In fact, it is a fairly well-recognized rule in the area of employment discrimination, that “customer preference” is not a defense to a claim of discrimination. The Craft case acknowledges this:

 Craft’s argument is that these differing standards as to females reflect customer preferences, which a number of cases have held cannot justify discriminatory practices.

Craft v. Metromedia, Inc.. 766 F.2d at 1214-15.

Think about what that means in this context. A television station can probably not blame its viewers for discriminatory staffing decisions (i.e., “we are a business and our viewers do not like to get their news from African-Americans.”).

Here’s another 8th Circuit analysis of the use of “customer preference” as a defense:

 Although this Circuit has not directly addressed customer preference as a business justification for policies having a disparate impact on a protected class, cases from other circuits have not looked favorably on this kind of evidence. See Diaz v. Pan Am. World Airways, Inc., 442 F.2d 385, 388–89 (5th Cir.) (customer preference may only be taken into account when it goes to a matter affecting the company’s ability to perform the primary necessary function or service it offers, rather than a tangential aspect of that service or function), cert. denied, 404 U.S. 950, 92 S.Ct. 275, 30 L.Ed.2d 267 (1971); Gerdom v. Continental Airlines, Inc., 692 F.2d 602 (9th Cir.1982) (holding that customer preference for slim female flight attendants did not justify a discriminatory policy where weight was unrelated to job performance), cert. denied, 460 U.S. 1074, 103 S.Ct. 1534, 75 L.Ed.2d 954 (1983). The existence of a beard on the face of a delivery man does not affect in any manner Domino’s ability to make or deliver pizzas to their customers. Customer preference, which is at best weakly shown by Domino’s survey, is clearly not a colorable business justification defense in this case. Significantly, the survey makes no showing that customers would order less pizza in the absence of a strictly enforced no-beard rule.

Bradley v. Pizzaco of Nebraska, Inc., 7 F.3d 795, 799 (8th Cir. 1993).

 So, what does this all mean?

First, you should be able to tell that the law is still a little wobbly on what a station can use as a viable defense to a discrimination claim.  The best defense is always going to be that a decision was race-neutral, that it was performance-based and that the employee had multiple opportunities to improve his or her position but suffered an adverse employment action as a result of progressive discipline.

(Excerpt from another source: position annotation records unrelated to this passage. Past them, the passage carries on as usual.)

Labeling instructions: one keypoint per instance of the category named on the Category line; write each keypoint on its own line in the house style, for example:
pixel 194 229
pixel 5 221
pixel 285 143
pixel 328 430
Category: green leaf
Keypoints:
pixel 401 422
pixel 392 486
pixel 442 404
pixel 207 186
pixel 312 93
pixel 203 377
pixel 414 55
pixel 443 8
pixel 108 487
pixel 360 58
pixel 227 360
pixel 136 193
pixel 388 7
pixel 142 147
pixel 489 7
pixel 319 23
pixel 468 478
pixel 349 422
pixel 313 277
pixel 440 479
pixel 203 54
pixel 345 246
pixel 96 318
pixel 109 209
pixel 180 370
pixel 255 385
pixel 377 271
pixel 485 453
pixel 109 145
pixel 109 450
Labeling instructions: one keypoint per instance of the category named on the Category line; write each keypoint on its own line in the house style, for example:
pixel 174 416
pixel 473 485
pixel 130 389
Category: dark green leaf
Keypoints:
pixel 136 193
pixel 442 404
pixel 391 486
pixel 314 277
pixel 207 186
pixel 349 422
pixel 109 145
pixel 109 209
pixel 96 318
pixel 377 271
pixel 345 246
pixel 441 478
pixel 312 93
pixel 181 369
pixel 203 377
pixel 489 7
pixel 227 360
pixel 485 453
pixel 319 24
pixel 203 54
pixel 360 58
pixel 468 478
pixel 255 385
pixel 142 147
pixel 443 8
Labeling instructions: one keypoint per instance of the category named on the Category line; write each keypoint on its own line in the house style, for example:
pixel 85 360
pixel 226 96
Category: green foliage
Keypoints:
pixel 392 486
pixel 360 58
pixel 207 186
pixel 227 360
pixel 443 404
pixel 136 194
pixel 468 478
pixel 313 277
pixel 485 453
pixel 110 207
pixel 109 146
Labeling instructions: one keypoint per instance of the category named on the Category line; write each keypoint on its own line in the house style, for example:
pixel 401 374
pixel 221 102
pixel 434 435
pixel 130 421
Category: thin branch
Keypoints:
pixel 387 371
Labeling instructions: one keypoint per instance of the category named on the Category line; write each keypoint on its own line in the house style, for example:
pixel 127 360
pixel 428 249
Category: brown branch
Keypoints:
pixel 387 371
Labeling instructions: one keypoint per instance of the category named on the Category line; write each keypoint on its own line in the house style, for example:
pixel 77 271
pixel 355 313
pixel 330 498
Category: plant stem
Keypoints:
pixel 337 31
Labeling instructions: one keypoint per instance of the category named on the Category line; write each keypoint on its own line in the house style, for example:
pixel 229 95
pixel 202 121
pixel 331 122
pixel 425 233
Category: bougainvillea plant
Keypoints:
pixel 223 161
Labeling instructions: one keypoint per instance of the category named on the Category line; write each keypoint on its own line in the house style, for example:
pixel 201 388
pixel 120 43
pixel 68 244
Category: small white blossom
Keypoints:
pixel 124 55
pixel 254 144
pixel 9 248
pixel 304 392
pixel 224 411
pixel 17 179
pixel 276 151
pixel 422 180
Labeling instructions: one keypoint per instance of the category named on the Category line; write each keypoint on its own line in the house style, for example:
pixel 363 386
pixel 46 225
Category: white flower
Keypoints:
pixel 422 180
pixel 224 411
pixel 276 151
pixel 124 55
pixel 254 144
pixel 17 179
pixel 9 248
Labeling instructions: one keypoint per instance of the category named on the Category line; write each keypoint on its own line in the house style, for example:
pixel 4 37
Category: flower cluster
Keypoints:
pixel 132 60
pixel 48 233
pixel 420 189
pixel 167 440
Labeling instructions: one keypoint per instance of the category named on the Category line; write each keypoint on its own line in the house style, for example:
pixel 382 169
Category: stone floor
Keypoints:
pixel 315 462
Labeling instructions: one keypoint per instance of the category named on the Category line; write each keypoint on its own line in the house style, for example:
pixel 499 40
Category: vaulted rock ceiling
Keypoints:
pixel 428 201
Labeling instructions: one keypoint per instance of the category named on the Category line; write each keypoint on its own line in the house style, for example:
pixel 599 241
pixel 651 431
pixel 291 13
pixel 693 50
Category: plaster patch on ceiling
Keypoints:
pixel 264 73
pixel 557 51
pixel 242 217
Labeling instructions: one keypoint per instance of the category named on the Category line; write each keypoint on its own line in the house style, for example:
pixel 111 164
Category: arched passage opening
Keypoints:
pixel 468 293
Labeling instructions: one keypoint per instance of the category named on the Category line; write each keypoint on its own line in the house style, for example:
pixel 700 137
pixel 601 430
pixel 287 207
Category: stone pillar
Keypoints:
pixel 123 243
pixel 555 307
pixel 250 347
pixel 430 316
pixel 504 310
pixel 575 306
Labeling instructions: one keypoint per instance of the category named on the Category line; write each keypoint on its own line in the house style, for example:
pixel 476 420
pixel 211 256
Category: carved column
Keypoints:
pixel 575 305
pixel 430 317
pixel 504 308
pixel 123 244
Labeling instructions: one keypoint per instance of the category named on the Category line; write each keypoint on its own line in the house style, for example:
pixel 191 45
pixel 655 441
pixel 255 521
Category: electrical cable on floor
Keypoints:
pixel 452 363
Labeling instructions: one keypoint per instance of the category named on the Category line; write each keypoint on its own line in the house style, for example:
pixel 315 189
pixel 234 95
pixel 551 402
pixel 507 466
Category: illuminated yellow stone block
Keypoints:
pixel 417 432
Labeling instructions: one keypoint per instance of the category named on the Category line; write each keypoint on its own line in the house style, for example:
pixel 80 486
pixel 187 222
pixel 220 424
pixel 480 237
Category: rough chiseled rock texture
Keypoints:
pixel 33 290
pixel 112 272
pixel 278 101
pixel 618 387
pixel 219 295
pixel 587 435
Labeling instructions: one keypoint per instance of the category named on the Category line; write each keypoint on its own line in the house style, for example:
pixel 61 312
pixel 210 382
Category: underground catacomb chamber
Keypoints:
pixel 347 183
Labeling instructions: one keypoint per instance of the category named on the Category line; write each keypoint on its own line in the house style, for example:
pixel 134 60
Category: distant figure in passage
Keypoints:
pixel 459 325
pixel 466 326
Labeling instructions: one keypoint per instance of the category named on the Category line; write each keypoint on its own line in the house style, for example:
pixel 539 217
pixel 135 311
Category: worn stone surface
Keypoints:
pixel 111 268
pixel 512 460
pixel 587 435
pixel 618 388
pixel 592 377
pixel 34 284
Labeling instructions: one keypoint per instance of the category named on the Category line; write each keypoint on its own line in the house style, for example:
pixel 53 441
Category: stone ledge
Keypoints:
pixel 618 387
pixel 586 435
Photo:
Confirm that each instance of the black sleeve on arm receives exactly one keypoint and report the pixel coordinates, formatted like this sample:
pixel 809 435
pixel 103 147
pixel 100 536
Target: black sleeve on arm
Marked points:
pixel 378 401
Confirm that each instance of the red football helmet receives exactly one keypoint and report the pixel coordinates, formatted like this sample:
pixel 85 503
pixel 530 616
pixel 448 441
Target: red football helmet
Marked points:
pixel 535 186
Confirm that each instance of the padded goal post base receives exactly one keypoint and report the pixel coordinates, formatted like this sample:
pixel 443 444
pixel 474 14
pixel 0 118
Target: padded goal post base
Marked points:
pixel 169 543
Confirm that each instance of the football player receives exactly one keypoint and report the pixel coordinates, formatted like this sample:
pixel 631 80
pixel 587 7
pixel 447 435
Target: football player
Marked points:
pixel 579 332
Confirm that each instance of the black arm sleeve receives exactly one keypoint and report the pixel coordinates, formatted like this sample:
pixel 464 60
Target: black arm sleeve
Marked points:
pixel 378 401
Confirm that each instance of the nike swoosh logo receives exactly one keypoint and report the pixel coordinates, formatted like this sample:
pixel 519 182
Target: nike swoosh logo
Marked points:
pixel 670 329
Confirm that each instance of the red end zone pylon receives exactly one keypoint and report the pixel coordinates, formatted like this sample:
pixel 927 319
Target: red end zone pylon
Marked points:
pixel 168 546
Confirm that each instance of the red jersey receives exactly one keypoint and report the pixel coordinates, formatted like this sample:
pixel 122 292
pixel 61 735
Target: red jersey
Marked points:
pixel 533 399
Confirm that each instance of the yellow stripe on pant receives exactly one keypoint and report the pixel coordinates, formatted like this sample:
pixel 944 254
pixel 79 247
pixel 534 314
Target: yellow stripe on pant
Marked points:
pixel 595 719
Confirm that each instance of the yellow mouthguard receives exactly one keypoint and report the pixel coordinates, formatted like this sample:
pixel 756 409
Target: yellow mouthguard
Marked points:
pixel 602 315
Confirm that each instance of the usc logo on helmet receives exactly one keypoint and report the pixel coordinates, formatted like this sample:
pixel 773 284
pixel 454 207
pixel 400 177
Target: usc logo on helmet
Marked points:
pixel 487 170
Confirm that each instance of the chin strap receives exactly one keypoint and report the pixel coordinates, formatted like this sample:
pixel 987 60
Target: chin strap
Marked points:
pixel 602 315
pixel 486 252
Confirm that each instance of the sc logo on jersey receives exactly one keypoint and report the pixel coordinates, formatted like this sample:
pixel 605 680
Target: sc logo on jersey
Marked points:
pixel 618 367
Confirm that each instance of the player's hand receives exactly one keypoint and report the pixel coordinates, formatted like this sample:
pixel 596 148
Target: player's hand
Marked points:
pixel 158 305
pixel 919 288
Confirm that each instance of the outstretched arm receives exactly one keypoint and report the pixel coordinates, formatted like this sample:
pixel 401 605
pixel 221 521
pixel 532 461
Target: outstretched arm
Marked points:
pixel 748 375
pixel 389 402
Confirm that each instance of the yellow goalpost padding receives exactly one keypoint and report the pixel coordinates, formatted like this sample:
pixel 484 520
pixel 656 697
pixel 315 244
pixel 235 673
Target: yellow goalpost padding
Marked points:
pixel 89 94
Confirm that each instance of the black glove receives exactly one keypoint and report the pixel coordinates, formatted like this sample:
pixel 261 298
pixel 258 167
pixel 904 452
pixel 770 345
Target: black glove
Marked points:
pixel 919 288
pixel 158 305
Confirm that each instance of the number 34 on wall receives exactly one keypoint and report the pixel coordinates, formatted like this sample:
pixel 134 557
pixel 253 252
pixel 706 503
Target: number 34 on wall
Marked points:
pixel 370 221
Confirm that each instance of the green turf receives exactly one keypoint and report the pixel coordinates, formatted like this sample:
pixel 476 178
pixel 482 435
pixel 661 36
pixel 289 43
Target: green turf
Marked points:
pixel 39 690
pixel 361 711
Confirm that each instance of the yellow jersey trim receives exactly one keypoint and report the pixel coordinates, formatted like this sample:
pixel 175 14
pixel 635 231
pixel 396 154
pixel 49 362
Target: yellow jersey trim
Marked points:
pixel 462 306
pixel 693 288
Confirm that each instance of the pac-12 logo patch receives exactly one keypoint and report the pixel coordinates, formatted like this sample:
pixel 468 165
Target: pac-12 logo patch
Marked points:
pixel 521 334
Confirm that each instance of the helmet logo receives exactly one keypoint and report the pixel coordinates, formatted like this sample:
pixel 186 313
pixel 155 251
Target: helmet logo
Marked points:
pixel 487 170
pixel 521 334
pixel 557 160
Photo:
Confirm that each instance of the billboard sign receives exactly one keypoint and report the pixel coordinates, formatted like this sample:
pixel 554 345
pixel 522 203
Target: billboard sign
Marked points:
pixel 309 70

It will not help if, as Plaintiff here alleges, Gannett’s corporate and station management structures are dominated by white employees and if most of Gannett’s anchors across the country are white.  If this case is not settled, then discovery will likely focus on Gannett’s composition across the company.

Second, if, in this case, Gannett does in fact intend to rely on focus group data and on “corporate restructuring reasoning”, as Plaintiff seems to believe, the Court will have to drill down on the focus group testing to determine if the sampling and the questions are themselves in some way discriminatory.  Because “customer preference” is not a defense, the Court will have to determine if the customer testing, the focus groups, are inherently racist or discriminatory.  To win on what appears to be his primary theory, Plaintiff will have to show that Station’s focus group testing was not race-neutral, but that the sampling and the questions were tainted with racial animus.  Moreover, he will have to show that Gannett consistently deployed this animus at its stations across the company.

Again, I reference this case because it is current and broadcast-related, and because it gives me an opportunity to discuss some of the nuances of the law in this area.  I cannot, and would not, speak to the merits of an individual pending case, other than to point out that these cases create significant challenges for both sides.